The Primary School had bought in the provision of a very good dyslexia
adviser (BDA recognised degree trained in Dyslexia teaching) who had done a
terrific assessment and a very comprehensive range of advices on programmes
and strategies which had sustained him in the later stages of primary.
 
But this had been 9 months ago. When parents lodged a 2nd appeal, this time
on lack of specialist advice and monitoring specified within the new
statement, the secondary school bought in a similar quality of advice --
which produced valuable additional evidence we required for the 2nd appeal.
With the LA now agreeing to immediately provide 20 hrs LSA, plus the new
specialist advice now available, the lad started making dramitically
improved progress (and became a happy chappie as well).
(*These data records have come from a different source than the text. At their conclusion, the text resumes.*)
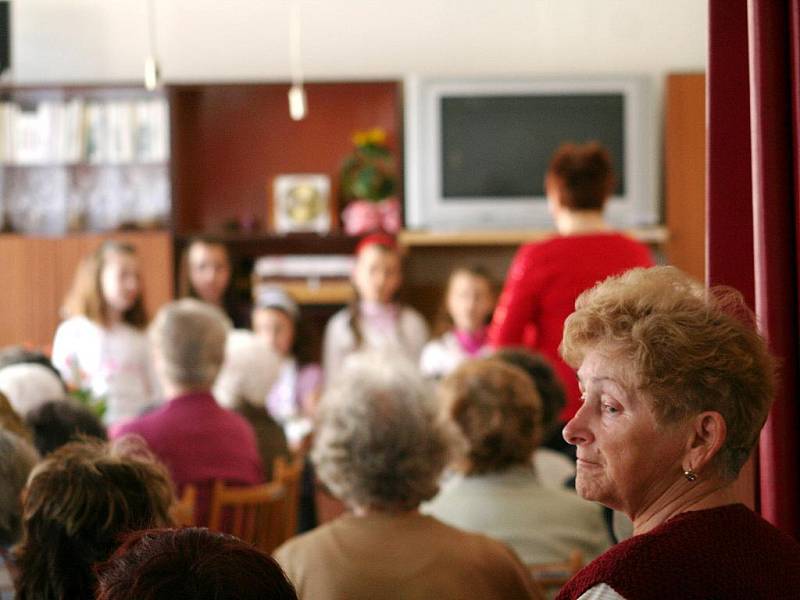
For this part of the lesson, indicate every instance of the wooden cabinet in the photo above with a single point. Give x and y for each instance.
(37, 273)
(685, 172)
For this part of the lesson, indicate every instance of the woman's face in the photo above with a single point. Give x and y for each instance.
(626, 460)
(119, 281)
(209, 272)
(469, 301)
(377, 274)
(276, 328)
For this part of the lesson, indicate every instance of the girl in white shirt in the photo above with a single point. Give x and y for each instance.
(374, 321)
(468, 304)
(101, 347)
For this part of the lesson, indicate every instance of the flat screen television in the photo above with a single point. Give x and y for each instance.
(477, 150)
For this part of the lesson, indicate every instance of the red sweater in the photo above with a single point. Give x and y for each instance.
(721, 553)
(541, 287)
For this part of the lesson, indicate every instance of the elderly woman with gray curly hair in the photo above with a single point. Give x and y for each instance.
(380, 449)
(676, 384)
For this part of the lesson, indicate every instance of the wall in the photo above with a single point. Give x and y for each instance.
(103, 40)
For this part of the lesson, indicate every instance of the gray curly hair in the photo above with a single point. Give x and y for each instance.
(379, 444)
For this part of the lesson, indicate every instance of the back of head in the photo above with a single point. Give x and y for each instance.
(583, 176)
(59, 422)
(190, 563)
(248, 373)
(29, 385)
(378, 444)
(78, 502)
(17, 458)
(497, 410)
(188, 337)
(551, 390)
(11, 421)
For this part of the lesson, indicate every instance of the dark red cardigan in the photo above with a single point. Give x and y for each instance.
(725, 553)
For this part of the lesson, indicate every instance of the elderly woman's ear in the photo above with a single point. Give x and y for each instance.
(707, 434)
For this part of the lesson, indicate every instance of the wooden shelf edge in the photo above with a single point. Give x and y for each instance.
(509, 237)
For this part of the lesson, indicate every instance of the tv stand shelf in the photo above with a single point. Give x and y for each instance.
(509, 237)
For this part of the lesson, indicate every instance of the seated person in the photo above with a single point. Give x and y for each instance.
(58, 422)
(554, 459)
(17, 458)
(11, 421)
(78, 501)
(190, 563)
(379, 448)
(197, 439)
(496, 410)
(249, 371)
(29, 385)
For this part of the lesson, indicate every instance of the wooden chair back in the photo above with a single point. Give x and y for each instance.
(290, 475)
(183, 511)
(551, 576)
(255, 514)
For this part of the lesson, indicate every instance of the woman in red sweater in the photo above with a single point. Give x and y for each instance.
(546, 277)
(676, 386)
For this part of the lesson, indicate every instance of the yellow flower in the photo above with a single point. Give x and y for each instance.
(375, 136)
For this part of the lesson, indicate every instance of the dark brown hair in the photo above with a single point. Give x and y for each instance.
(498, 412)
(190, 563)
(444, 322)
(77, 503)
(583, 175)
(86, 294)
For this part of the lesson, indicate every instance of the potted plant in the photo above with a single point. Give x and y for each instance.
(368, 185)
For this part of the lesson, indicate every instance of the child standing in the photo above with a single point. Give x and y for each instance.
(293, 397)
(374, 320)
(101, 346)
(462, 326)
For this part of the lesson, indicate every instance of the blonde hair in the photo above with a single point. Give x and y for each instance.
(690, 350)
(85, 297)
(497, 411)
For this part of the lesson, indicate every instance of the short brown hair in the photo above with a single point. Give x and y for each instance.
(583, 175)
(690, 350)
(77, 503)
(497, 410)
(86, 294)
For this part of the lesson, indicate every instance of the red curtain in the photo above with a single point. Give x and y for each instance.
(767, 32)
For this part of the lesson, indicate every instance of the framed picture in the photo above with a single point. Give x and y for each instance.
(301, 202)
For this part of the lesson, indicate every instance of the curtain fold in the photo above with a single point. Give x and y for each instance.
(762, 132)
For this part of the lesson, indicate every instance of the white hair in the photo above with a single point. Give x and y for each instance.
(29, 385)
(188, 337)
(379, 444)
(248, 372)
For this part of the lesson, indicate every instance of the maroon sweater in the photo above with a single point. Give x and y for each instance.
(541, 287)
(721, 553)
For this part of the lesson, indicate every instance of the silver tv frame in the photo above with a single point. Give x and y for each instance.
(425, 206)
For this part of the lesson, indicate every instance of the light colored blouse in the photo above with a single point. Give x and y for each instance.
(389, 327)
(111, 362)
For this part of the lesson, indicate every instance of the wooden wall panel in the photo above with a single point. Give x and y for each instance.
(37, 273)
(685, 172)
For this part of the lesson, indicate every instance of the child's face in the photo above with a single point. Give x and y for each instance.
(209, 271)
(119, 281)
(276, 328)
(469, 301)
(377, 274)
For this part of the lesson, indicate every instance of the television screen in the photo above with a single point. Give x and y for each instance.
(500, 146)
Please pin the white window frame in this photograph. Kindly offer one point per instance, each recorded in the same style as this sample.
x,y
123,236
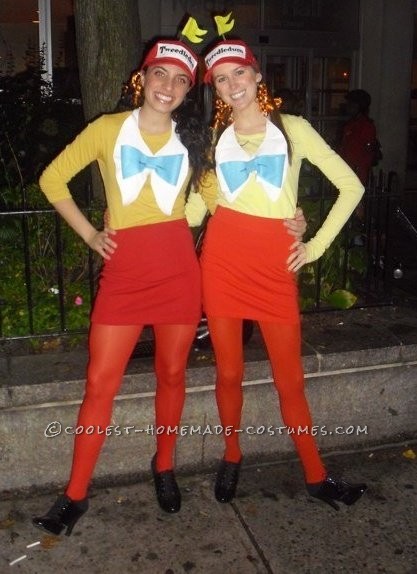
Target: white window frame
x,y
45,36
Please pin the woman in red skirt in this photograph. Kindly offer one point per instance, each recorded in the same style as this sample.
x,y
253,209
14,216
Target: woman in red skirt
x,y
249,262
151,274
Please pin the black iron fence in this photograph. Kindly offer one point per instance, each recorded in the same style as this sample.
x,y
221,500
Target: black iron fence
x,y
49,276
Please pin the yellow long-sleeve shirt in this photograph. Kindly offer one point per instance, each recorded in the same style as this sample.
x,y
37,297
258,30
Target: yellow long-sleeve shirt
x,y
306,143
97,142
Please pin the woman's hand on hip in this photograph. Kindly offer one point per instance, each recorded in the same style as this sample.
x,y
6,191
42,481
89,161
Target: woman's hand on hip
x,y
297,225
102,242
297,257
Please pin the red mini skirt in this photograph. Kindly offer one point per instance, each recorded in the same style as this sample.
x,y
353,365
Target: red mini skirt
x,y
244,269
152,278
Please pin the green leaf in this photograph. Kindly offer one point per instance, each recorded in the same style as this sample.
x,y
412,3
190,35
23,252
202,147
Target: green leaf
x,y
341,299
On the basis of this
evidence the parents requested specilaist input to be specified in Part 3.
 
This request -- for termly specialist monitoring, of similar depth and
quality as had been bought in - to be specified in the statement (meaning
the speciailist monitoring provision would have to be additionally funded by
the LA unless school agreed to continue buying in -- which it wisely stated
it would not do) was refused on the grounds that there 'was no evidence
recommending this in the assessment advices to the statement'. This was
true, as the EPs report was very shallow and purposefully vague about
required provision.
 
We lodged an appeal on the grounds that the evidence was clear that
specialist input was required as the school had no established expertise and
were already buying in such speciailst monitoring and advice which was
proving invaluable. And we argued that more than once a year was required to
match with the termly reviews and annual review as set out in the monitoring
section of the statement.
 
At case statement stage, despite the EP refusing our written request to be
clearer on description of the lad's needs and likely provision requirements,
the LA conceeded. So this satisfactory outcome was achieved without ever
actually going to appeal -- or having to commission very expensive
independent EP assessments to produce further evidence of needs and required
provision -- and despite a very inadequate statutory assessment.
 
But parents, throughout the land, would have absolutely no power to press
effectively for this sufficient level of provision -- that dramatically
changes and improves dyslexia childrens educational and life chances --
without the SENDIST being there to make LAs accountable. Without the the
judicial, independant, trbunal system, very many LAs would undoubtedly ride
roughshod over many more childrens entitlements to special educational
provision, than they already do so, in those cases where parents decide not
to request this essential provision where it is evidenced and appeal if
unreasonably refused. Brendan King  
 
-----Original Message-----
From: SEN at tringham.net
To: kngbrndn at aol.com; senco-forum at lists.becta.org.uk
Sent: Mon, 26 Feb 2007 8.48AM
Subject: RE: [SENco-forum] Toe by Toe/Specialist Dyslexia trained staff


Correct as always that LEA's can be made to stipulate Specialist dyslexia
teachers.  What has to be watched is what kind.  We asked for, and got at
Tribunal, an AMBDA dyslexia diploma holding teacher.  This means the person
meets BDA requirements including a minimum of 2 years teaching + 30 hours
1:1 tuition with SpLD children. Some dyslexia qualifications are not worth
the paper they are written on and others, while sound, are theory based
only.

Access to external 'specialists' also needs to be monitored as it becomes a
very muddy area especially for those without statements.  Schools with
devolved budgets can buy in visits by dyslexia trained staff to assess and
'set & monitor' programmes for LSA's to administer.  While these are usually
termly  some schools have not had visits for 18 months due to sickness,
staff shortages or re-clustering etc etc.